I really hope you'll be able to join us this year!


----------



## Evilizabeth

*It's Kreeeeeeeping up!!*



Just a bump to remind everyone that the last day to order tee shirts is July 1st! 








http://www.customink.com/signup/101snfpc (Kreeps 2012)

http://www.customink.com/signup/101ulhqo (Zombabes 2012)

http://www.customink.com/signup/101v3f0o (Kreeps 2011)

http://www.customink.com/signup/101wf18u (Zombabes 2011)

Also, there's a super-secret treat in the works, something involving zombies, soldiers, mad inventions ,evil corporations... It'll be FUN! So much fun it'll kill us all! Oops 

I've said too much! You'll just have to wait and see. 

Hope to see you there!


----------



## badger

If you send a press release to [email protected] we will get that information on the next segment of the Big Scary Show's 'Deadline News'...

www.bigscaryshow.com


----------



## Evilizabeth

Wow. Thanks. Sent.


----------



## Evilizabeth

Well well, my Kreeps and Zombabes... July is upon us and that means Kreepfest is 

NEXT MONTH!!!! AAAAHHHHHHH!!!! ​
Okay... freakout contained.  

Now is the time to do some updating. First off, I am pleased to announce that we'll be hosting a very special event. A showing of local future phenomenon Incognito Cinema Warriors XP! 






Rick and the others behind this awesome show may even be putting in an appearance, you never know. A Zombie Prom might be enough to lure them out of the Cine-Sorrow to lay down some CORPS brand justice!

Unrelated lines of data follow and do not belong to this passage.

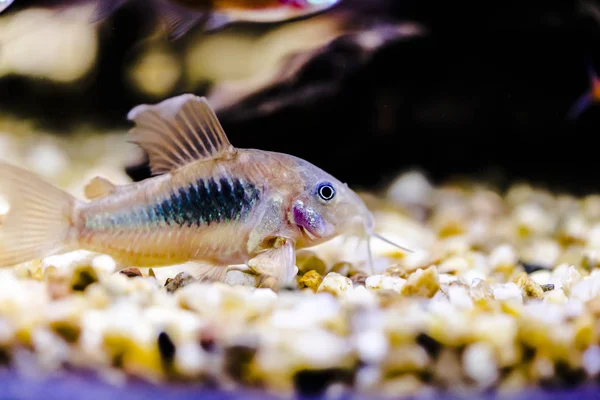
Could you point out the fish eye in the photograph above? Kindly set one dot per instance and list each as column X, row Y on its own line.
column 326, row 191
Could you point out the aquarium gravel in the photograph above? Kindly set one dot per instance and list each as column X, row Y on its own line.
column 501, row 292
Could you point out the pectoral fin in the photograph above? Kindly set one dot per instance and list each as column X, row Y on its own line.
column 99, row 187
column 277, row 262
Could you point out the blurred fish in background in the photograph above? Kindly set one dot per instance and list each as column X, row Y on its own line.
column 393, row 84
column 179, row 16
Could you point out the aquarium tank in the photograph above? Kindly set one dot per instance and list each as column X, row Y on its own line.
column 326, row 199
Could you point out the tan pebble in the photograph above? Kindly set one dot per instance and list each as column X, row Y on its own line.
column 423, row 283
column 399, row 271
column 448, row 367
column 514, row 382
column 131, row 272
column 83, row 277
column 453, row 265
column 181, row 279
column 407, row 358
column 335, row 284
column 343, row 268
column 308, row 261
column 383, row 282
column 529, row 287
column 311, row 279
column 541, row 367
column 556, row 296
column 481, row 292
column 584, row 331
column 502, row 257
column 405, row 385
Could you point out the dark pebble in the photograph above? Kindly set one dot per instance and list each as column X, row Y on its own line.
column 131, row 272
column 309, row 383
column 531, row 268
column 565, row 377
column 166, row 347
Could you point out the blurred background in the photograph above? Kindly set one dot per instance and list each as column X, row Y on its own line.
column 366, row 90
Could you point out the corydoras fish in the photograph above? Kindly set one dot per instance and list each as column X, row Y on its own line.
column 181, row 15
column 208, row 202
column 590, row 97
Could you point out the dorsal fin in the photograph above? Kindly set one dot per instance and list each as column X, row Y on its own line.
column 178, row 131
column 99, row 187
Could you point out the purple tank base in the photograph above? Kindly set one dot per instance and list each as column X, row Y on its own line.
column 71, row 386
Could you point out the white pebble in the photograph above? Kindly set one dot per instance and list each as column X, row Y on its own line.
column 190, row 359
column 371, row 345
column 587, row 288
column 507, row 291
column 480, row 364
column 104, row 263
column 459, row 297
column 472, row 275
column 533, row 217
column 503, row 255
column 541, row 277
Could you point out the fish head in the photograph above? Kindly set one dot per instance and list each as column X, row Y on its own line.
column 326, row 207
column 307, row 7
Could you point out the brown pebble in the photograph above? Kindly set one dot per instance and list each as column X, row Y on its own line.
column 400, row 271
column 422, row 283
column 529, row 287
column 131, row 272
column 58, row 288
column 358, row 277
column 547, row 287
column 308, row 261
column 180, row 280
column 312, row 279
column 67, row 330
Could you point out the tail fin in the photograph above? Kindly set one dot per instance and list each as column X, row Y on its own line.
column 38, row 220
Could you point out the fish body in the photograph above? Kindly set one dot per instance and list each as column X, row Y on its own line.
column 209, row 202
column 592, row 96
column 179, row 16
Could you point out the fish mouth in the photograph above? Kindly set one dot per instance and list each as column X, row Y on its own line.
column 308, row 233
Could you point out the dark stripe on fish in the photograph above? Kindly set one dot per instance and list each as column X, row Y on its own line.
column 208, row 201
column 202, row 203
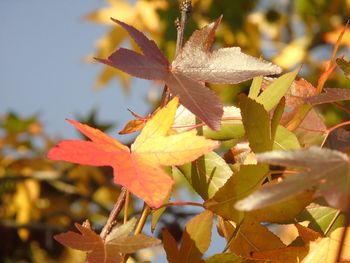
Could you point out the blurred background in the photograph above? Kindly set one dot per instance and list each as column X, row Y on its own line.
column 47, row 74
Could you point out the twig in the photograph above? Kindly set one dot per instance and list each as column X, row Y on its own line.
column 185, row 8
column 146, row 211
column 114, row 214
column 180, row 204
column 126, row 207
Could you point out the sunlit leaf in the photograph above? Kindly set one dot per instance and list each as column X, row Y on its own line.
column 274, row 92
column 251, row 237
column 195, row 240
column 109, row 250
column 138, row 170
column 345, row 66
column 327, row 171
column 257, row 124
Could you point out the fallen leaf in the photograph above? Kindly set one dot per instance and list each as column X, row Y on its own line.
column 330, row 95
column 344, row 65
column 195, row 240
column 251, row 237
column 139, row 169
column 195, row 64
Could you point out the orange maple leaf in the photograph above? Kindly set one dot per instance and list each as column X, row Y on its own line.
column 138, row 169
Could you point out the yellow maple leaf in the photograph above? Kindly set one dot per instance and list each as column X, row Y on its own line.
column 138, row 169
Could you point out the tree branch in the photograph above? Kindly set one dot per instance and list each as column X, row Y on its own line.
column 111, row 221
column 185, row 8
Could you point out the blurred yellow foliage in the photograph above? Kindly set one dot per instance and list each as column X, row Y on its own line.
column 142, row 15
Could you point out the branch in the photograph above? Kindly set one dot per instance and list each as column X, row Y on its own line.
column 185, row 8
column 114, row 214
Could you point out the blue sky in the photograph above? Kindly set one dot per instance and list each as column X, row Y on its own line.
column 42, row 48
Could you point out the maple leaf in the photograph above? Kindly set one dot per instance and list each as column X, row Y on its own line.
column 195, row 64
column 326, row 170
column 138, row 169
column 195, row 240
column 109, row 250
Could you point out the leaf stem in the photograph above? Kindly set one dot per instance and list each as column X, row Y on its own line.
column 145, row 212
column 330, row 130
column 126, row 207
column 114, row 214
column 180, row 204
column 185, row 8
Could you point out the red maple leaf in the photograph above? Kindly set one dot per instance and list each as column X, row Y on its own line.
column 138, row 169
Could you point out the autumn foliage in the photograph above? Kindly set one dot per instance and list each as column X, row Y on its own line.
column 273, row 176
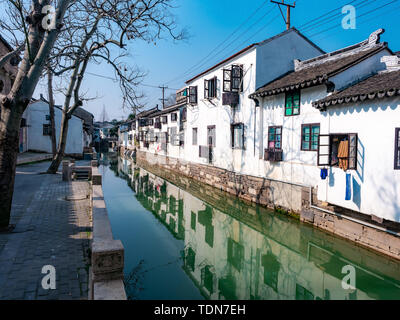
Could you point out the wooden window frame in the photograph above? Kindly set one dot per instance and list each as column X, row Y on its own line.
column 310, row 126
column 275, row 127
column 290, row 96
column 210, row 88
column 228, row 77
column 397, row 149
column 331, row 136
column 46, row 129
column 215, row 138
column 233, row 126
column 193, row 94
column 227, row 83
column 237, row 77
column 194, row 143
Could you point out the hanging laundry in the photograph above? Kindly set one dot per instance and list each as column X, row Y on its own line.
column 348, row 187
column 343, row 155
column 324, row 173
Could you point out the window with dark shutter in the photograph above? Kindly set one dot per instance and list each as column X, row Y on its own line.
column 227, row 80
column 210, row 88
column 47, row 130
column 275, row 138
column 237, row 135
column 207, row 279
column 292, row 103
column 193, row 95
column 233, row 79
column 211, row 136
column 274, row 151
column 194, row 136
column 237, row 75
column 397, row 149
column 309, row 137
column 338, row 150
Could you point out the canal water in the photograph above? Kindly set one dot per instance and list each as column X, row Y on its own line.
column 184, row 240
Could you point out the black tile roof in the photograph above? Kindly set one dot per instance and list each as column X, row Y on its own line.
column 381, row 85
column 315, row 74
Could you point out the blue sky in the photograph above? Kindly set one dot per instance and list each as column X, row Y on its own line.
column 211, row 22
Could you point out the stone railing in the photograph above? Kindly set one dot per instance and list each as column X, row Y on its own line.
column 106, row 275
column 107, row 261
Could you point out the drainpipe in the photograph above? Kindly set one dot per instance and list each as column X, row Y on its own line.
column 397, row 234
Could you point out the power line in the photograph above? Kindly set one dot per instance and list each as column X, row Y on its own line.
column 388, row 12
column 194, row 67
column 365, row 13
column 257, row 32
column 288, row 7
column 228, row 45
column 324, row 22
column 140, row 84
column 325, row 14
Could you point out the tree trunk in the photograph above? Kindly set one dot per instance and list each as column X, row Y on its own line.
column 51, row 110
column 62, row 142
column 10, row 121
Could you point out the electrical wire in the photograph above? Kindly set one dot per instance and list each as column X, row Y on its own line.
column 364, row 14
column 388, row 12
column 335, row 16
column 140, row 84
column 205, row 59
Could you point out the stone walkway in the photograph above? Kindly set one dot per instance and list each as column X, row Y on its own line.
column 53, row 227
column 28, row 157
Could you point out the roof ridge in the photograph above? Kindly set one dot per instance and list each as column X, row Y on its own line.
column 372, row 41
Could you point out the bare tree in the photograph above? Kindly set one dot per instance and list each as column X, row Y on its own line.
column 98, row 33
column 51, row 111
column 26, row 26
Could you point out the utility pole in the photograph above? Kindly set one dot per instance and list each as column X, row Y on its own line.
column 288, row 7
column 163, row 99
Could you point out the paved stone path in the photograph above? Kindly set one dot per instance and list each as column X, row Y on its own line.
column 28, row 157
column 50, row 230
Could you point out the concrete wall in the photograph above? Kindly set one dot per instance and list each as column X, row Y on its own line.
column 35, row 116
column 375, row 185
column 375, row 182
column 253, row 189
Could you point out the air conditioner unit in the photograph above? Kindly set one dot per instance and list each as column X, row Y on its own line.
column 273, row 155
column 230, row 98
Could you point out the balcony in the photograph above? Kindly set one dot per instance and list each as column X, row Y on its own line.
column 230, row 98
column 273, row 155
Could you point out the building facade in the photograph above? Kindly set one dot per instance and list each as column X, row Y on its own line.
column 311, row 132
column 37, row 129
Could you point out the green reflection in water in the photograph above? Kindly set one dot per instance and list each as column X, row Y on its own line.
column 209, row 243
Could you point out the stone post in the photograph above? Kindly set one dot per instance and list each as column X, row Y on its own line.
column 66, row 172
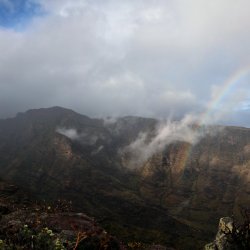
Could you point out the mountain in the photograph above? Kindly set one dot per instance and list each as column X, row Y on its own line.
column 174, row 196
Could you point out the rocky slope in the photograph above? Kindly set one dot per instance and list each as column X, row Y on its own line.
column 174, row 196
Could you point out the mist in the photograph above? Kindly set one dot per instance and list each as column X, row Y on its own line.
column 185, row 130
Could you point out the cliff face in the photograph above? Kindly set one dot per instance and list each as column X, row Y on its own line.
column 175, row 195
column 213, row 182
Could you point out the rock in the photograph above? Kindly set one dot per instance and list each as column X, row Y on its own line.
column 221, row 241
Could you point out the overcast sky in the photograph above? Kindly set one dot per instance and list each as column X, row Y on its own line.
column 154, row 58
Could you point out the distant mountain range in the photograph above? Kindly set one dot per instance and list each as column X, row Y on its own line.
column 173, row 195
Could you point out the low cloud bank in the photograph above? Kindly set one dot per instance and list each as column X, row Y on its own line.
column 186, row 130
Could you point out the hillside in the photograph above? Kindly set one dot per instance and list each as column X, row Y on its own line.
column 174, row 196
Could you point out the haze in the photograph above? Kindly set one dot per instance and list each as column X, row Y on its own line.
column 134, row 57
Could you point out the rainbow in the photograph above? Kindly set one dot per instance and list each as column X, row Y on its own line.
column 227, row 87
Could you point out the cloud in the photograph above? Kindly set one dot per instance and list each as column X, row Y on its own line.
column 135, row 57
column 146, row 145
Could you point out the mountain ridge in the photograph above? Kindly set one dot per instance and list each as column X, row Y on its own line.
column 91, row 169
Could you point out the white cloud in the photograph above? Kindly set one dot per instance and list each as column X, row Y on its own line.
column 124, row 57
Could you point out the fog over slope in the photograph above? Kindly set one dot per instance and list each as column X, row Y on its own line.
column 116, row 58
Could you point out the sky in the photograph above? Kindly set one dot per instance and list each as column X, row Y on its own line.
column 153, row 58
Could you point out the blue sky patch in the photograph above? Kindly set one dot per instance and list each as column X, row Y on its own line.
column 17, row 14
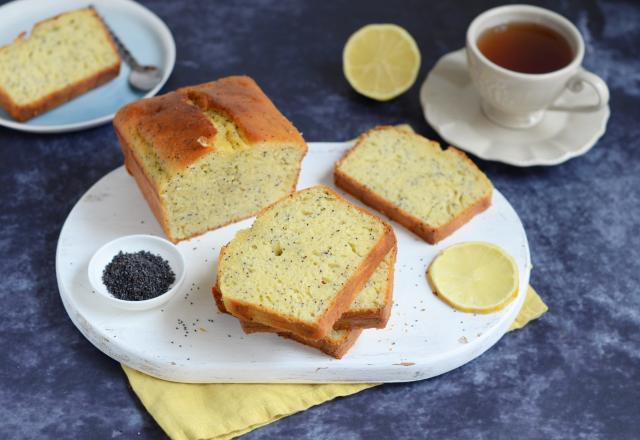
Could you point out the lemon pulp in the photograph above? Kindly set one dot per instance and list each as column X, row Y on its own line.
column 381, row 61
column 475, row 277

---------------------------------------------------------​
The next update is on our Macabre Motors show. 









photo by LoyalKNG

Everyone has to get to Kreepfest somehow. Why not arrive in style? Decorate your car, van, truck, bicycle, motorbike... whatever vehicle you may have, and enter the Macabre Motors contest! There will be a prize valued at fifty dollars, and a pretty darn groovy trophy to boot! The only rule is that any adornments that require power (props, inflatables, lights, etc.) must be run by the car or a generator, as no extention cords can be run into the parking lot from the building. Otherwise, feel free to do your ride up as you like. There is no need to register beforehand, just pick up a number at the sign-in desk. A special section of the parking lot will be set aside for contest entries. Registration is open until 12:00 Noon. Voting by your fellow Kreepfesters will take place Saturday afternoon.

---------------------------------------------------------​
Also, don't forget there will be a centerpiece contest during Zombie Prom.








(Centerpiece by CandyMom / Pic by WormyT)

Design a centerpiece for your table according to the following rules.

+ Size rules: 18"x24" or smaller, no taller than 18" please. 
+ If it has a motor or lights or anything, it must run on batteries. 
+ No open flames, nothing that spews or might make a big mess please. 

The prom theme is Knight of the Living Dead, so feel free to work that into your centerpiece if you like, but it's not a requirement. 

That concludes today's updates and reminders. I hope to see you there!


----------



## badger

Kreepfest will be mentioned on the next 'Big Scary Show' coming out this weekend...

www.bigscaryshow.com


----------



## Evilizabeth

Ten days to Kreepfest!!!

It's not too late to book your room and come join us!


----------



## bourno

Only a few days away. Hoping to see some new faces at the gathering. See you guys Friday evening or Saturday for sure.


----------



## Blackrose1978

It's here!!!!! Finally!!!


----------



## bourno

Had a vehicle issue come up today and seems to be fixed. Most likely will be heading out Saturday morning to the big event.


----------



## MapThePlanet

Forgot about the Chief's game tonight, but I'll see everyone tomorrow


----------



## Evilizabeth

Wanted to wait until folk got their pics up. Just a little slide show to remind those who came what fun we had, and to tempt those who didn't to make the trip next August!!


----------



## Undertaker

Thanks for puttin that up Evil...coupla nice shots of my bald spot ! lol!


----------



## scarrycher

looks like you all had a blast!!


----------